Conservation of Events (CoE) — Turner’s theorem is now integrated into the multiphase optimizer. One phase’s log_mu scaling parameter is solved analytically at each iteration, reducing the optimization dimension by 1 and improving numerical stability and convergence. Enabled by default; disable with control = list(conserve = FALSE). Implements the core algorithm from C HAZARD setcoe.c / consrv.c.
New vignette: “Complete Clinical Analysis Walkthrough” — end-to-end workflow from Kaplan-Meier baseline through validated multivariable model, mirroring the SAS HAZARD analytical sequence.
Improvements
Multi-start optimizer now respects user-set RNG seeds for reproducibility (removed set.seed(NULL) that was actively breaking determinism).
Vignette metadata normalized to YAML vignette: key across all 8 files.
fit parameter documentation corrected to state default is FALSE.
README now includes key capabilities table and development plan link.
TemporalHazard 0.9.1
New features
G3 late-phase decomposition (hzr_phase("g3", ...)) now fully integrated into the multiphase optimizer, Hessian, and prediction pipeline.
fixed = "shapes" parameter in hzr_phase() allows fixing shape parameters during estimation (matching C/SAS HAZARD workflow of estimating only log-mu scale parameters).
Bug fixes
summary.hazard() now correctly reports standard errors when some parameters are fixed. Previously, anyNA(vcov) rejected the entire variance-covariance matrix when fixed parameters had NA entries.

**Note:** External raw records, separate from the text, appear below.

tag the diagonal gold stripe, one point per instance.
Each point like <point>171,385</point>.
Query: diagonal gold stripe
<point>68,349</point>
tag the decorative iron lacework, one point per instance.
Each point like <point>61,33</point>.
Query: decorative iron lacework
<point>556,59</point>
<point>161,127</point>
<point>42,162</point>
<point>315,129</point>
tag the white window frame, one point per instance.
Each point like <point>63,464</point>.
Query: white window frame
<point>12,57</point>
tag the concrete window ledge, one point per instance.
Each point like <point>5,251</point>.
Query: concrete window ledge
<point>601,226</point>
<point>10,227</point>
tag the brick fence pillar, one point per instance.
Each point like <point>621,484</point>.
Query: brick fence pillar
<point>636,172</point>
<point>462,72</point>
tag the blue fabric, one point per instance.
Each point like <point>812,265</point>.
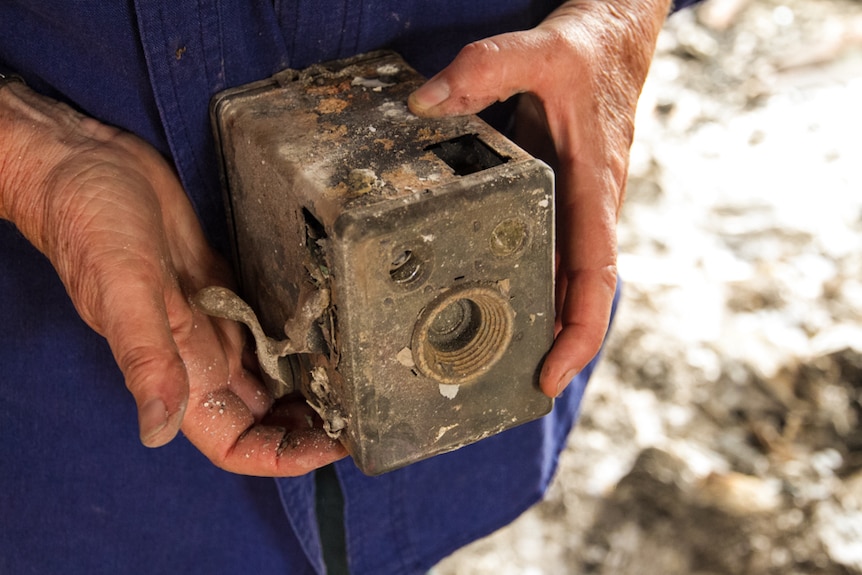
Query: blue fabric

print.summary.hazard() coefficient table now shows the correct label for G3 phases (was printing empty parentheses).
print.summary.hazard() phase listing now uses the phase name in CDF labels (e.g., “cdf (late risk)”) instead of hardcoded “early risk”.

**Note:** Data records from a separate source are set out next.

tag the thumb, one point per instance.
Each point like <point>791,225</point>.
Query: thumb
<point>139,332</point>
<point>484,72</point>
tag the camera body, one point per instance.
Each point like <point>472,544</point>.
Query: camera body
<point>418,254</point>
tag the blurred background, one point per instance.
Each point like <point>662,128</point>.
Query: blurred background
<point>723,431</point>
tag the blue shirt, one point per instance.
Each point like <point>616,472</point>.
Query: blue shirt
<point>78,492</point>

SAS missing value markers (.) in CSV datasets are now handled via na.strings = c("NA", ".") in data-raw/make_data.R, preventing numeric columns from being read as character.
Documentation
Seven Quarto vignettes: getting-started, fitting-hazard-models, prediction-visualization, inference-diagnostics, mathematical-foundations, package-architecture, and sas-to-r-migration.
Roxygen examples now include both single-phase and multiphase models.
README switched to self-contained CABGKUL examples with G3 late phase.
Dataset axis labels corrected to “Months” (not “Years”).